Ia hanya memandang rumah Tuan Pesulap. Tak mengetuk pintu pagar. Bahkan disentuh pun tidak.

“Ada yang bisa kubantu, Tuan?” tanyaku pelan.

Ia menoleh. Aku mendongak, memandangnya dari kepala. Rambut tipis yang sudah memutih. Tipe wajah ramah yang terlihat selalu tersenyum, sekalipun kumis putih menutupi mulutnya.

Sebenarnya ia tak terlalu gemuk, walau tak terlalu kurus juga. Pakaiannya saja yang membuatku sempat terfokus ke perutnya selama beberapa saat. Mungkin salah kemejanya yang terlalu kecil sampai pusarnya bisa mengintip dari lubang antar kancing.

Aku kembali mendongak untuk menatap wajahnya. Usianya mungkin sudah lima puluh, atau lebih. Lebih tua dari Ayah. Dan, ia begitu ... familier. Apa aku pernah bertemu dengannya?

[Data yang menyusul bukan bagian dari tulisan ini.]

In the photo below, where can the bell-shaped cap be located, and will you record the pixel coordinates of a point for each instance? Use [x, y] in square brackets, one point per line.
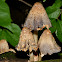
[37, 18]
[47, 43]
[26, 41]
[4, 47]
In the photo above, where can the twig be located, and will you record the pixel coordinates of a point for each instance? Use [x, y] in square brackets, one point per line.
[26, 3]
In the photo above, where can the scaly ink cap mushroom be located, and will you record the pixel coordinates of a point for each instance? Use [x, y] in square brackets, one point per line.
[47, 43]
[37, 18]
[4, 47]
[26, 41]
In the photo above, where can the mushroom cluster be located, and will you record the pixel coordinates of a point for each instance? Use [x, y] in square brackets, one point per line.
[4, 47]
[36, 20]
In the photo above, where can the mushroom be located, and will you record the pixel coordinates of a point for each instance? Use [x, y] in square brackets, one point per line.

“Rasanya seperti de javu.” Ia terkekeh pelan. Kerutan di sudut matanya bertambah saat ia tertawa. “Kamu tak mengenalku, Alden?”

Tunggu .... Dia baru saja bilang “Alden”? Kapan aku memperkenalkan diri? “Anda mengenalku?”

Lagi-lagi ia tertawa. Kali ini sambil menggelengkan kepala seakan tak habis pikir. “Ya ampun, selama ini ia benar-benar tak pernah mengenalkanku padamu? Ia tak bercanda saat mengatakan itu rupanya. Aku pemilik teater tempatmu sering latihan sulap, Nak.”

Pemilik teater? Ini orangnya? “Ia pernah membicarakan Anda. Satu kali, saat aku bertanya apa ia sudah mendapat izin untuk menggunakan teater sebagai tempat latihan. Katanya, kalian sudah bersahabat lama.”

“Bersahabat lama, katanya? Aku akrab dengan gurunya, sebenarnya. Mungkin aku bisa lebih akrab lagi dengan pesulap muda itu kalau dia tak menutup diri. Padahal dia benar-benar ceria dulu. Untungnya, ia menjelaskan segala skenario buatannya. Bagaimana ia menyiksa diri dengan membiarkan sosok lain hidup menggantikannya demi balas budi. Aku tak perlu menghancurkan skenario membingungkan itu, cukup membantunya dari belakang layar.”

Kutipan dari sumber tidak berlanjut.